On blasphemy, clerics and intolerance

Published: December 3, 2010

Maulana Sheerani became the controversial new head of the CII earlier this year

Intolerance is making headlines again. One can elucidate that local cleric Qari Salam’s decision to facilitate an FIR against Aasia Bibi or the appointment of JUI-F cleric Maulana Mohammad Khan Sherani as the 12th chairman of the Council of Islamic Ideology (CII) show that we are victims of our own social confusion.

I couldn’t help but notice that the history of intolerance and ignorance has always been battling against humanity. One of my colleague who visited Aasia Bibi’s village in Nankana to interview Qari Salam was astonished by the lack of remorse he felt regarding the decision to facilitate the FIR filed against her. When asked about pardoning Aasia Bibi, he went on to say that if it was his own “personal matter” he could consider pardoning her. Furthermore, he also hinted at potential public backlash from such a decision. The point I am getting at is that there was societal dynamics, which trumped anything supposedly rational.
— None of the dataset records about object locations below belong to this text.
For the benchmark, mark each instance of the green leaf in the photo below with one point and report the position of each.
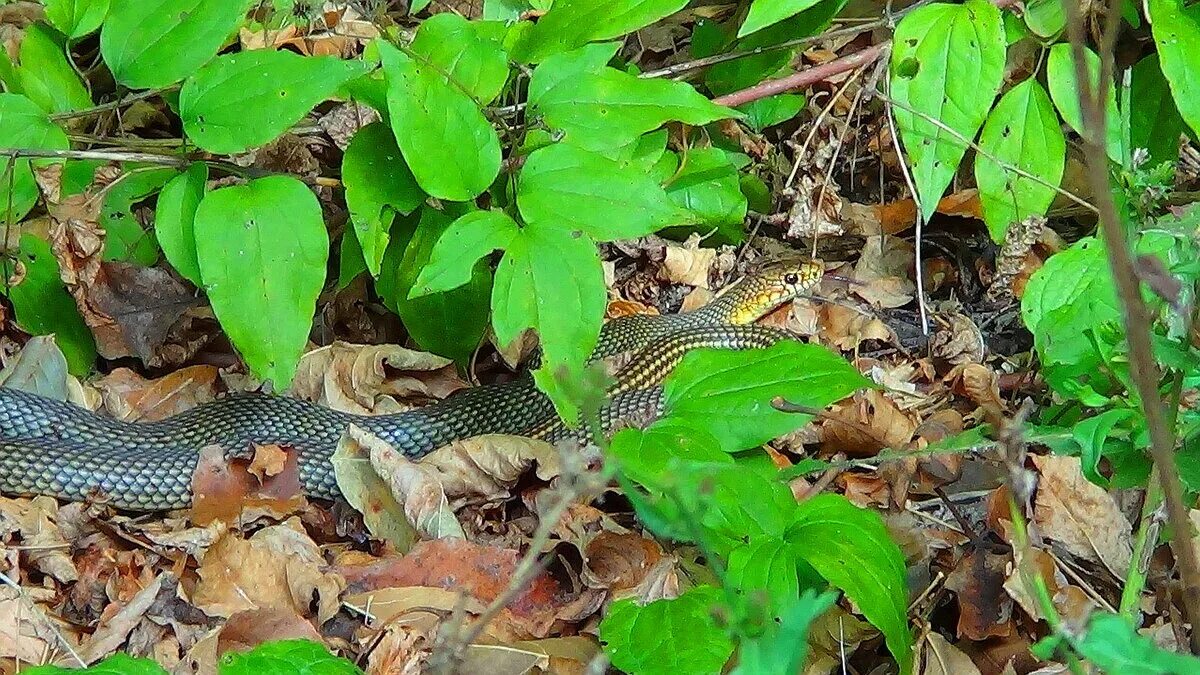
(175, 217)
(607, 108)
(773, 109)
(449, 145)
(286, 657)
(1023, 131)
(76, 18)
(262, 250)
(1176, 33)
(159, 42)
(469, 238)
(666, 637)
(466, 52)
(1065, 93)
(1155, 123)
(45, 308)
(1091, 434)
(574, 23)
(947, 64)
(126, 238)
(783, 646)
(378, 184)
(708, 185)
(551, 280)
(567, 187)
(766, 567)
(450, 323)
(246, 100)
(851, 549)
(115, 664)
(646, 455)
(769, 12)
(23, 125)
(1114, 646)
(729, 393)
(46, 76)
Discussing the idea of social confusion, KK Aziz in his book “The Pakistani Historian” worried that changing society had been replaced by apathy and a lack of thought. The truth is we have reached a point where lack of education and moral strength has bred this confused circle of intolerance. Various facets of life ranging from politics to religion and even culture has challenged this attitude to live for the “now” as Aziz puts it.
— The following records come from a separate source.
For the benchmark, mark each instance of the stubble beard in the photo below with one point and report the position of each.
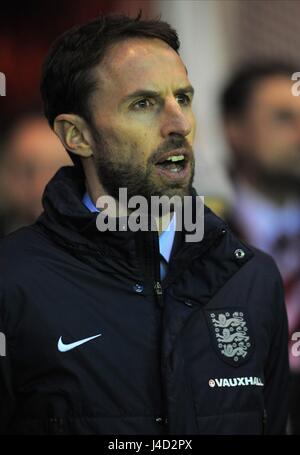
(115, 173)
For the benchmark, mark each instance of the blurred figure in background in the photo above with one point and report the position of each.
(262, 125)
(30, 155)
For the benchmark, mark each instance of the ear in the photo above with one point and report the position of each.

Furthermore, with the death of pan-Islamic thought, our society’s ethical and moral debate has been hijacked by the religious cleric. By any means, the Council of Islamic Ideolgy has failed to even raise a proper voice against terror because religious parties remain confused about how religious beliefs fit into the concept of Pakistan. Furthermore, the state’s endorsement of Sherani is a sign that clerics retain political power during a time when academic Islamic scholars are forced to live in exile.
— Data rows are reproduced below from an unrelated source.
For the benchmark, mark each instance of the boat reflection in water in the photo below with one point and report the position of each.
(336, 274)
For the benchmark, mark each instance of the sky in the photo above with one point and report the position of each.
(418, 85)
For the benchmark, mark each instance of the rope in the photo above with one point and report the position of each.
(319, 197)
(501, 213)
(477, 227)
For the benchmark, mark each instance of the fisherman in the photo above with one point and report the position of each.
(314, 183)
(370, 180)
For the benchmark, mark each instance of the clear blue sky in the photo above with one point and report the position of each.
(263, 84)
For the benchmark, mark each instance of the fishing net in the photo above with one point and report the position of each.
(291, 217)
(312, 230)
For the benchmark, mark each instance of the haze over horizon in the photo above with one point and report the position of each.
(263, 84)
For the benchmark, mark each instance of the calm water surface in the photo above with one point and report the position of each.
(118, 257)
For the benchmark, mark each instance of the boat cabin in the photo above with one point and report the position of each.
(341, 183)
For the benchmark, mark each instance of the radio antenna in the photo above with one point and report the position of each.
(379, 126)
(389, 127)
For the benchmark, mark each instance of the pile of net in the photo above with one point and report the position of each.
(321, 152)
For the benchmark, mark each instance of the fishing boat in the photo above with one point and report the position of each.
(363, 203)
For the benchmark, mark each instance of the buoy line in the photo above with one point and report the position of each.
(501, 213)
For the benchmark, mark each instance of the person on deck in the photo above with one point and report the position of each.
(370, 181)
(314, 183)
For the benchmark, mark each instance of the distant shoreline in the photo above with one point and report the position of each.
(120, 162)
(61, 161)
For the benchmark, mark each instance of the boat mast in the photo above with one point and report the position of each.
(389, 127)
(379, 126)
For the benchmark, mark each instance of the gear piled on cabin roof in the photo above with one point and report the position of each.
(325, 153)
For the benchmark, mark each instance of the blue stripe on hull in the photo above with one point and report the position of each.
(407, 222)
It seems that while living for the present, we have forgotten our past. As we boast laurels about old Islamic empires and hope for a new Saladin to come to our rescue, remember that the difference between then and now was an inherent attitude of tolerance. Tolerance in education, thought, and life in general meant that there was a collective will to strive and adapt to the changing times.


Sher Khan

A Lahore based reporter for The Express Tribune

The views expressed by the writer and the reader comments do not necessarily reflect the views and policies of The Express Tribune.

  • Ali Hassan

    Very nice post, completely agreed.Recommend

  • http://www.nabihameher.wordpress.com Nabiha Meher Shaikh

    Well said! And I completely agree with you. However, as a teacher, trust me when I say that education is pointless when so much venemous indoctrination and intolerance is encouraged, promoted & taught. In fact, I don’t think it’s wrong to say that we are one of the most intolerant and hypocritical nations in the world. Recommend

  • parvez

    I think you have summed it up pretty well.Recommend

  • Humanity

    Advisor (Musheer) by Habib Jaalib


    “tu khuda ka noor hai
    akl hai, shaoor hai
    qaum tere saath hai
    tere hi!, hi!, hi!, wajood se
    mulk ki nijaat hai
    tu hai mehr-e-subh-e-nau
    tere baad raat hai!
    bolte jo chand hain
    sab ye shar pasand hain!
    inki khainch le zabaan
    inka ghoont de gala
    me ne us se ye kaha
    me ne us se ye kaha”

  • http://www.razarumi.com Raza Rumi

    God post Sher..
    Liked “a new Saladin”…Recommend

  • sohaib

    there is a death of every type of thought including original thought in the muslim world. what to talk about tolerance. we are not even educated. that is why even though we make about 20% of world population, we have no contribution or say in world affairs. our lands and our minds are occupied and we live a life of slavery. Recommend

  • http://dinopak.wordpress.com Hasan

    I agree with your observation, but isn’t it a bit late for that now? While the religio-political parties have strong holds in various areas of Pakistan, suddenly we find out that they are intolerant and irrational. It isn’t around from today, it goes way back to 1953 when the movement against the Qadiyanis was made. Today, Pakistan finds itself in a dilemma, with religious dogma on one hand and humanitarian causes on the other.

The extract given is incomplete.